Н. Г. Полунин КРАЙ, ГДЕ КОНЧАЕТСЯ РАДУГА

Он был родом из Эстремадуры, где живут в первобытной дикости, едят скудно, а об удобствах не имеют понятия, и сколько он себя помнил, ему всегда приходилось работать с утра до вечера.

Эрнест Хемингуэй. «Рог быка»

Какой я мельник?! Я — ворон, а не мельник!..

Из арии

Труд — дело хорошее, он даже полезен человеку — это говорят проповедники; и, видит Бог, я никогда не боялся труда. Но все хорошо в меру.

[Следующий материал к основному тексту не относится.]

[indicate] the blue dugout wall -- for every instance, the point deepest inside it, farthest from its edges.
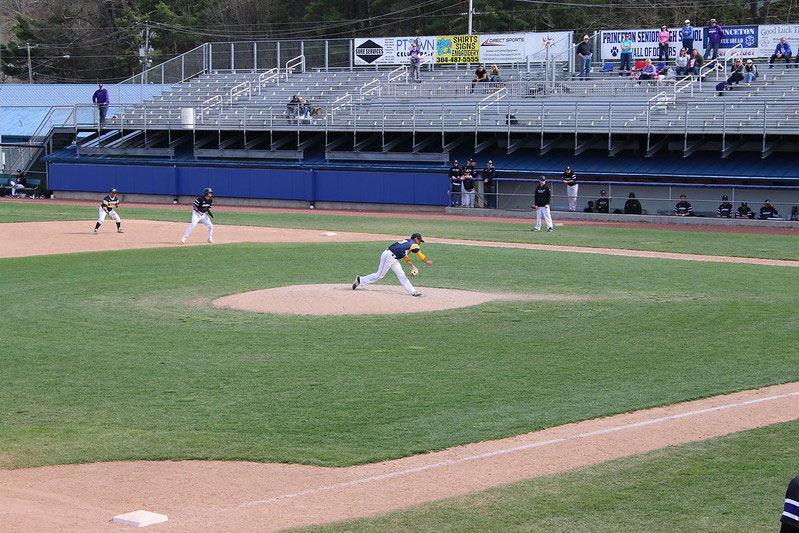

Джек Лондон. «Мартин Иден»

Нет, ребята, все не так, все не так, ребята!

Из песни

Джутовый квартал. Третья улица. Ткач

— А еще надлежит тебе, Пятьдесят четвертый, не токмо следить, но и содействовать всецело. И в том ты обязан докладом. Ибо Усвоение есть главное и основное и должно ему быть скорым и полным. А что есть поведение? Поведение есть отражение Усвоения, а потому поведение должно быть благим. Исходя из этого, делаем вывод.

Ткач второй час стоял навытяжку и лупил глазами на дюжинного. Дюжинный был ему знаком, еще когда ходил старшиной в тройке, только индекса его Ткач не помнил, заковыристый у него индекс, не упомнишь ихних индексов… вот. Из старшин тот дослуживался до лычки лет восемь, и теперь любимым его делом стало поразоряться перед безответным номером, поставив молокососов за спиной. Молокососы быстро уставали, им делалось томно, и старик разрешал им поразвлечься. Иногда это была «липучка», иногда попросту брали «в пятый угол». Ткач поежился. Сомнительно, конечно, чтоб и сейчас тоже, да кто его знает, дубину сиреневую, ему, может, и Уложение о Пятидесятых номерах не ведомо. А, ведомо иль нет, хрен старый? Похоже, что нет. Тогда — худо. Ткач увидел, как во второй шеренге задвигали челюстями — липучку готовили. Худо.

— А еще должен ты…

Ткач решил смотреть под ноги, на распростертое розовое тело. Свеженький совсем, мороки будет… Комок шлепнулся, не долетев. Старикан дюжинный повернулся к строю, ткнул туда кулаком, там взвыли. Ага, ведомо все-таки. Ткач приободрился и поглядел на лежащего с интересом. Что ж за птица?

— …есть благо. Отсутствие повиновения есть неблаго, должно пресекаться своевременно и караться беспощадно, — он свирепо глянул через плечо. — Перейдем к вере. Что есть вера? Вера есть повиновение Идеалам. А Идеалы? Идеалы есть воплощение Перспективы. Дело высшего — давать Перспективу, дело низшего — следовать…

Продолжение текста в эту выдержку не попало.